THE GREAT 1930 RALLY

The great secular bull market is over. Bulls just can't bring themselves to admit it, because they can no longer afford reality...


During the 1930s there were 10 cyclical "bull markets", meaning rallies >= 20%. Each one imploded. The first bear market rally took place from the October 1929 low through May 1930. When that ended, the market collapsed to the 1932 nadir -90%. The goal now is to not repeat the mistake of buying that first bear market rally on the belief that the worst is over, when the worst hasn't even started yet.  

The Dow's biggest gain in history was in 1933 when it gained over 100% intra-year. However, the market was still down -80% from the all time high. What most investors don't realize is that massive losses require far larger gains, because the losses are calculated from the top and the gains are calculated from the bottom. 

It would require a 1000% gain to offset a -90% decline.






The high wire act that all of today's bullish pundits follow is to ignore all of the obvious risks that have coalesced at the end of the cycle and instead fall back on long term average stock market returns. Because they all believe that investors are owed a recurring rate of return. For example:

"Whenever there’s a period of extreme market volatility, new investors might wonder if it’s really worth keeping their money in the stock market at all"

Investors who keep their money at work in the S&P 500 have been able to enjoy an annualized stock market return of around 10% over the long haul"

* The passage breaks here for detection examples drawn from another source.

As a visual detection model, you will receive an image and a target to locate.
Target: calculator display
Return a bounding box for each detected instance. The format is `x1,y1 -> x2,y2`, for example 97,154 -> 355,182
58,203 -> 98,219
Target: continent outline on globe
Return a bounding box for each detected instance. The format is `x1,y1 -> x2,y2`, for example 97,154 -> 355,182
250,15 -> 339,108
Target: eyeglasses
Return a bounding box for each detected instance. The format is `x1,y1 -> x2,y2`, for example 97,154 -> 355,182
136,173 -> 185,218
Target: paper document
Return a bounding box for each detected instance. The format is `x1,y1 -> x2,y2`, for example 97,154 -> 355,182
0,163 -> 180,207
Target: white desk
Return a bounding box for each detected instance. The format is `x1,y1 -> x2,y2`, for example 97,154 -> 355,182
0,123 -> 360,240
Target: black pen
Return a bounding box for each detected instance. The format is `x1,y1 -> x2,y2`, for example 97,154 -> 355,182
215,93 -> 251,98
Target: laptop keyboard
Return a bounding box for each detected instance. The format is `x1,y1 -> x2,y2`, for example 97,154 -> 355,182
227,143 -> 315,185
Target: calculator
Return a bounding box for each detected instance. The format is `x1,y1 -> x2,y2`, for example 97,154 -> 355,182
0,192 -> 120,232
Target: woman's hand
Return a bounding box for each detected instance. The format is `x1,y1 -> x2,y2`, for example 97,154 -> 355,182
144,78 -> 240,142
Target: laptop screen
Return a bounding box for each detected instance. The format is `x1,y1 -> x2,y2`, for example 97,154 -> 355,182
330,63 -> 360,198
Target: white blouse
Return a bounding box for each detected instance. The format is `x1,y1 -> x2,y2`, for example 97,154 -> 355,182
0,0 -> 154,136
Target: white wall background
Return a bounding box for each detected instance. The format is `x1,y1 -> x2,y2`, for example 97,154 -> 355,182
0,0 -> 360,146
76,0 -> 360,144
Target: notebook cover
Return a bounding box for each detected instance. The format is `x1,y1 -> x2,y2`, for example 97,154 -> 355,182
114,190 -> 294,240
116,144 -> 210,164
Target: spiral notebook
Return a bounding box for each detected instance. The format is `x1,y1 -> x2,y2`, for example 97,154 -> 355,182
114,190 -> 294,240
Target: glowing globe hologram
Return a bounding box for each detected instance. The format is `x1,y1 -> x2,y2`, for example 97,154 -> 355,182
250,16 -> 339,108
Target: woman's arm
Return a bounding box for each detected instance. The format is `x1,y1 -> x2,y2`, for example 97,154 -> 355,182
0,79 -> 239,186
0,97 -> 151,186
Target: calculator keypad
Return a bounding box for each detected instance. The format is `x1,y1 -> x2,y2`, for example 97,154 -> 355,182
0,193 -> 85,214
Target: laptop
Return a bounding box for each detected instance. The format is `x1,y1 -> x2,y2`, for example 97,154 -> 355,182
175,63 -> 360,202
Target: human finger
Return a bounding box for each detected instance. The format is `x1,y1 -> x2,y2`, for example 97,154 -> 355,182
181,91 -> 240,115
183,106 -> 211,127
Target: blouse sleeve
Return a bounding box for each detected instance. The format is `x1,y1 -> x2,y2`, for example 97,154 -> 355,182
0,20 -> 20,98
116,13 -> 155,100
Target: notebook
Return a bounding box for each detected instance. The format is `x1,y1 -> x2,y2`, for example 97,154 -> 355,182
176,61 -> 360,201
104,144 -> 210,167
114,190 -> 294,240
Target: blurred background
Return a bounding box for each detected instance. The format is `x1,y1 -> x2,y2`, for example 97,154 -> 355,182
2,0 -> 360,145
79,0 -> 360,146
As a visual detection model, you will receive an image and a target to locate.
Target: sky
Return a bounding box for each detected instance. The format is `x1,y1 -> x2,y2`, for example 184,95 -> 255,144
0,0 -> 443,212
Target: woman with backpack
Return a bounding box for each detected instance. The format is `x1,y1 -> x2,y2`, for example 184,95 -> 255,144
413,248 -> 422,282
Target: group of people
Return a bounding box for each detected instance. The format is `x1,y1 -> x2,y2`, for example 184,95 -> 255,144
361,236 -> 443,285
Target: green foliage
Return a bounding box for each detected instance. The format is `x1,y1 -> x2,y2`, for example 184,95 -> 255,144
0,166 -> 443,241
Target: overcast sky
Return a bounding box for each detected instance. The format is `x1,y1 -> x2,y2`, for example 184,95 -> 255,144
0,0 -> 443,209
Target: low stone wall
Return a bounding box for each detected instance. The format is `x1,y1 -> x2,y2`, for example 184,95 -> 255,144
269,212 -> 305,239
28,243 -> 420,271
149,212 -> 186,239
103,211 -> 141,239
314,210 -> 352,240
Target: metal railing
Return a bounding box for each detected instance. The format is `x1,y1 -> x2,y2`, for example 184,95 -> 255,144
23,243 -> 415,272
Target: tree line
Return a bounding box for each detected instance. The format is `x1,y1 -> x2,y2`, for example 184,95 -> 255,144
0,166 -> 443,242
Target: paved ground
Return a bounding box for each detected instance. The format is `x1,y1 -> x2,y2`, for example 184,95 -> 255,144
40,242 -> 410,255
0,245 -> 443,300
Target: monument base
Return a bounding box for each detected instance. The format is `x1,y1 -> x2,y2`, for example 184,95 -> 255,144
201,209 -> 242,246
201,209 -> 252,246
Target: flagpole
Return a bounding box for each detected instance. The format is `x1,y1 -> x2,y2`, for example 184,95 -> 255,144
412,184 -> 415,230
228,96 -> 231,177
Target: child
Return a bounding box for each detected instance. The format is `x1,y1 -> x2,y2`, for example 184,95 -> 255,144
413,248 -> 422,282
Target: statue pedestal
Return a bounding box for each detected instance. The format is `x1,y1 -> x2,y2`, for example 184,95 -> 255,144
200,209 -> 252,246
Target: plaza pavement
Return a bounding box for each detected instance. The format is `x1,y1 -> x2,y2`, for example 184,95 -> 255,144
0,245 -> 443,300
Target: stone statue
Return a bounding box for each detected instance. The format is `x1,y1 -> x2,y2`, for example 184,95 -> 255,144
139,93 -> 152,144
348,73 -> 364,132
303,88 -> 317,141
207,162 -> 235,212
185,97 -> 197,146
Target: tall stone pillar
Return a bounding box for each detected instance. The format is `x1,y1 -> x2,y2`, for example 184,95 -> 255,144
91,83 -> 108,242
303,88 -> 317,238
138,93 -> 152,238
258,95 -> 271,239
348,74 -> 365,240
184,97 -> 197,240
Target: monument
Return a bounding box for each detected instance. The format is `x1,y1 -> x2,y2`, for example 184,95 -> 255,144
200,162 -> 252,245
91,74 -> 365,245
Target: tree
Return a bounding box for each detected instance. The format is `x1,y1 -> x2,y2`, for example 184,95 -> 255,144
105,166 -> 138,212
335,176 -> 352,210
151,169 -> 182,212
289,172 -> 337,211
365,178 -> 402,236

When valuations are extreme as they are now, historical averages have no meaning. Whether in stocks or real estate, or any other market. During the pandemic, home prices rose 40% in two years. There is no historical precedent for that magnitude of gain. John Hussman has consistently explained that current stock market valuations portend a -2% average return for the next decade. However, long-term averages do not provide an accurate depiction either. As we see above, what's more likely to happen is that the major decline is front-loaded, followed by positive returns from that point forward. 

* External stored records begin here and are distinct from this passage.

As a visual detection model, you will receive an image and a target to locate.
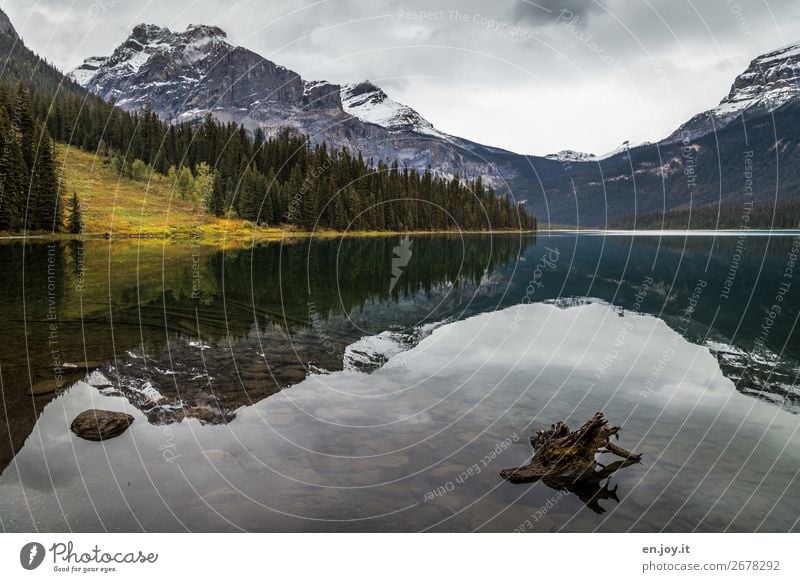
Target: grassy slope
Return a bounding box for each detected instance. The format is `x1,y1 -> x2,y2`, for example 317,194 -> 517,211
57,145 -> 286,238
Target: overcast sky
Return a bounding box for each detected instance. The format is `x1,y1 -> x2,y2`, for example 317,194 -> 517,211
2,0 -> 800,154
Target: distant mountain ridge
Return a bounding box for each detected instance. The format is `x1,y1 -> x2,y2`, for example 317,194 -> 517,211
57,18 -> 800,226
69,24 -> 568,187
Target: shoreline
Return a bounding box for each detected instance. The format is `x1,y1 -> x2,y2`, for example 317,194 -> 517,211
0,228 -> 539,244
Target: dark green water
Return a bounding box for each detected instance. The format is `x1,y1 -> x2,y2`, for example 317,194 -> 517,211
0,234 -> 800,531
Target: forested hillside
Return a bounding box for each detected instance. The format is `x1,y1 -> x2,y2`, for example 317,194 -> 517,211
0,18 -> 535,237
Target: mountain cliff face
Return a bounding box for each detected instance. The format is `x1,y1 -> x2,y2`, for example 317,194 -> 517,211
69,24 -> 564,187
516,44 -> 800,228
71,24 -> 800,226
665,43 -> 800,142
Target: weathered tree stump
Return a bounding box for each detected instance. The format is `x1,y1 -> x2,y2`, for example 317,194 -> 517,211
500,412 -> 642,496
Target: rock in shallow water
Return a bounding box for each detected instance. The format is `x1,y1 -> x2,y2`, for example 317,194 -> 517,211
70,409 -> 133,441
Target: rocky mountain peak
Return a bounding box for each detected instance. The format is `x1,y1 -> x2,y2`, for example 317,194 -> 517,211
341,81 -> 447,137
0,10 -> 19,39
665,43 -> 800,142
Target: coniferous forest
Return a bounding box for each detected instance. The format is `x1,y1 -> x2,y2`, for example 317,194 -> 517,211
0,33 -> 536,232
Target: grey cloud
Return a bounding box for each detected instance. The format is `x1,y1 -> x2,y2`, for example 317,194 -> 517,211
4,0 -> 800,153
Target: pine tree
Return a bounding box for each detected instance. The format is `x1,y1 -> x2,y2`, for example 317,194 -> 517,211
0,109 -> 26,231
28,130 -> 62,232
67,192 -> 83,234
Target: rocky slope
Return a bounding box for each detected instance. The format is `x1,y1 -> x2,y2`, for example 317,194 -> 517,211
664,43 -> 800,142
71,24 -> 800,226
69,24 -> 564,187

Another risk bulls are ignoring is incipient recession. The current Federal deficit is -6% of GDP and the growth rate is at best 1%. As we see below, that is the largest non-recession deficit since WWII. If every other generation had been this profligate, there would have been NO recessions, but the U.S. would have been bankrupt a long time ago. 

The next question is how will a massive -6% deficit during "expansion" ever provide adequate stimulus during a major recession? Clearly the "Keynesian" multiplier is essentially zero. Meaning additional fiscal stimulus is having no effect on the economy. Corporate profit growth is entirely dependent upon expanding fiscal stimulus which only barely passed this latest debt ceiling vote. So how will fiscal stimulus offset imploding demand in a recession? Corporate profits are set to fall off a cliff amid sky-rocketing corporate defaults. You don't have to be a genius to figure this out. The Federal deficit is already worse than 6 out of 8 recessions, and it's getting worse with each recession.

Corporations are massively levered to the cycle both operationally and financially.







Another risk factor bulls are ignoring is the collapse in breadth. 

They did the same thing at the all time time high, they assumed breadth doesn't matter:

December 2021:


In the meantime, breadth has become far worse. 

In this chart we see that the ratio of equal cap to market cap has collapsed at the fastest rate since March 2020 and October 2008. The key difference is that during those prior times, breadth collapsed during a market crash. This is the first time that breadth has collapsed in a "rally".








In summary, this is a cyclical "bull market" within a secular bear market. And now it's running on glue fumes.

Unfortunately, most bulls can no longer afford reality.